Aduce que tales quebrantos se produjeron por los siguientes errores manifiestos de hecho en que incurrió el Tribunal: - Dar por probado, sin estarlo, que la cláusula 51 de la convención colectiva de trabajo celebrada para regir del 1° de enero de 1999 al 31 de diciembre de 2000, estaba vigente a la fecha de terminar el contrato del señor VÍCTOR JULIO CAMACHO QUINTERO. - No dar por probado, estándolo, que la cláusula 51 de la convención colectiva de trabajo celebrada para regir del 1° de enero de 1999 al 31 de diciembre de 2000, estaba derogada a la fecha de terminar el contrato del señor VÍCTOR JULIO CAMACHO QUINTERO. - Dar por probado, sin estarlo, que el señor VÍCTOR JULIO CAMACHO QUINTERO cumplió los requisitos para la aplicación de la cláusula 51 de la convención colectiva de trabajo celebrada para regir del 1° de enero de 1999 al 31 de diciembre de 2000. - No dar por probado, estándolo, que el señor VÍCTOR JULIO CAMACHO QUINTERO no cumplió los requisitos para la aplicación de la cláusula 51 de la convención colectiva de trabajo celebrada para regir del 1° de enero de 1999 al 31 de diciembre de 2000.
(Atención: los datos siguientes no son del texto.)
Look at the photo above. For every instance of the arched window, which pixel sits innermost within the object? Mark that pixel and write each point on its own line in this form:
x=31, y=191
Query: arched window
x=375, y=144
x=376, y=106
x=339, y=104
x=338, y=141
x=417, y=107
Sostiene que los referidos yerros se originaron en la apreciación errónea de la cláusula 51 de la convención colectiva de trabajo vigente del 1 de enero de 1999 al 31 de diciembre de 2000. En la sustentación del cargo manifiesta que la equivocación del Tribunal consistió en no advertir que al accionante no le era aplicable la cláusula convencional que regula la pensión discutida, por las siguientes razones: Aduce que la cláusula 51 convencional solo es eficaz cuando el despido del trabajador trunca su expectativa de acceder a una pensión de vejez legal, al impedirle completar la densidad de cotizaciones que se requieren para tal fin y, en este caso, no se demostró que ello hubiese ocurrido.
Para el efecto se apoya en la sentencia proferida por la Sala Laboral del Tribunal Superior de Bogotá dentro del proceso seguido por el señor Néstor William Acosta Guavita contra la hoy demandada. Afirma que la mencionada cláusula fue derogada por la Ley 171 de 1961 y, en todo caso, por las Leyes 50 de 1990 y 100 de 1993, dado que durante la vigencia del contrato de trabajo el accionante siempre estuvo afiliado al sistema de seguridad social en pensiones.
Además, tal derogatoria se hizo más evidente con el Acto Legislativo 01 de 2005 que suprimió los regímenes pensionales especiales y exceptuados. En sustento de lo anterior, afirma que el objeto del extinto precepto convencional consistía en proteger al trabajador antiguo que era despedido injustamente, para compensar en parte la imposibilidad de acceder a la pensión legal de jubilación; de ahí que su monto equivalía al 75% de lo que le hubiese correspondido de haberse causado una prestación legal.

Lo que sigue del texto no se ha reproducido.